Inflation-adjusted data for industrial production shows that from 1919 to 2016 the year 2015 was best for Indiana, Hicks said. “We’re in a remarkable period of growth and manufacturing,” he said.
Productivity and innovation in Indiana, however, dropped from a B-plus in 2016 to a B in this year’s report.
Holcomb’s European trip comes less than a week after the Indiana Chamber of Commerce issued its biannual report card on its extensive Indiana Vision 2025 initiated in 2012.
The report shows that although Indiana is moving forward, a faster pace is needed to address the lack of skilled workers to meet economic needs, the high rates of obesity and smoking and a lack of venture capital to support entrepreneurial activity.

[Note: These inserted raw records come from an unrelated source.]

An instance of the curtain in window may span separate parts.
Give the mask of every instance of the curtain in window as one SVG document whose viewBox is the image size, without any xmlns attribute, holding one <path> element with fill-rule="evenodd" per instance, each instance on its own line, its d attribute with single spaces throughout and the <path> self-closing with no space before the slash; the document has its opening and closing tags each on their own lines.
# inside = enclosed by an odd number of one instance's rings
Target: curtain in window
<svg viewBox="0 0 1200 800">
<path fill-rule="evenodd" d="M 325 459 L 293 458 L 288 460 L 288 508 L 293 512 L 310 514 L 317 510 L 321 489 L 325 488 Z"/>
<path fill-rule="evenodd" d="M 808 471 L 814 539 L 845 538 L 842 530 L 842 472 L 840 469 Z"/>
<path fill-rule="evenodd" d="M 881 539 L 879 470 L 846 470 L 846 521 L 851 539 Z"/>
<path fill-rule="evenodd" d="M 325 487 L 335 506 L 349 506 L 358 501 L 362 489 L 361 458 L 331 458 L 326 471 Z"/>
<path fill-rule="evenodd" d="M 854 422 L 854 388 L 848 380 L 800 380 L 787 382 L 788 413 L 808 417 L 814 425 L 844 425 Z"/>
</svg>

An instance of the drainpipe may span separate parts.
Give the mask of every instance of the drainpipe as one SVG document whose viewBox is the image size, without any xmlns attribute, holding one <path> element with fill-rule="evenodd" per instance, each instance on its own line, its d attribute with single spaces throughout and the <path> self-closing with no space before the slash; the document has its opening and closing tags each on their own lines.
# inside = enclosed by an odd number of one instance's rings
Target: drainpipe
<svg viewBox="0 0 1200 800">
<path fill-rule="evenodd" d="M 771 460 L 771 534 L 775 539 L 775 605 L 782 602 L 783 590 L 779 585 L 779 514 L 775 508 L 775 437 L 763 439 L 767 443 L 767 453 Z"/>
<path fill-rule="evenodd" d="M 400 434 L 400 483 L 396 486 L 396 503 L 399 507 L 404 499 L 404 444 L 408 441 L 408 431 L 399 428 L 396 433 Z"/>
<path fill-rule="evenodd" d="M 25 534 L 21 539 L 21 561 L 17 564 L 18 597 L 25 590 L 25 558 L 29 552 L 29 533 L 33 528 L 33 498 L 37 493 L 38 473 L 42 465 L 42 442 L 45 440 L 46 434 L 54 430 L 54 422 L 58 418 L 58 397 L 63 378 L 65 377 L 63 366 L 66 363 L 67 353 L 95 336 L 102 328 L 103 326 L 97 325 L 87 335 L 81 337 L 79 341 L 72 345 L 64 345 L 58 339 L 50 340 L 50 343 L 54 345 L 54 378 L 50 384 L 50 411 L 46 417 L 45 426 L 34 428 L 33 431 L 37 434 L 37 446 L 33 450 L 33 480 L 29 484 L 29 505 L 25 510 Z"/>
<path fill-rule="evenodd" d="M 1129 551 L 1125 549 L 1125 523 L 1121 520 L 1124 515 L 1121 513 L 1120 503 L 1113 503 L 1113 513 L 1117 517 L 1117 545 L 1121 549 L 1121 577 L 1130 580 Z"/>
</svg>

In response Friday, Holcomb said efforts were underway to solidify a comprehensive strategy through his Next Level agenda which includes enhancing economic development through the regional cities initiative and funding for road infrastructure for 20 years through a 10-cent-a-gallon gasoline tax hike beginning July 1.
While in Hungary, Holcomb and Indiana Secretary of Commerce Jim Schellinger will attend a business forum hosted by the Hungarian Investment Promotion Agency in establishing partnerships. The governor will also meet with Indiana companies with operations in Hungary including Allison Transmission, Eli Lilly & Co. and Remy International.
At the International Paris Airshow, Holcomb is to meet with companies that have operations in Indiana including Arconic, GE Aviation, Praxair, Raytheon and Rolls-Royce Corp.
Since 2013, companies in this industry have announced plans to invest more than $900 million in their Indiana operations and to create more than 1,200 new Hoosier jobs, according to the governor’s office.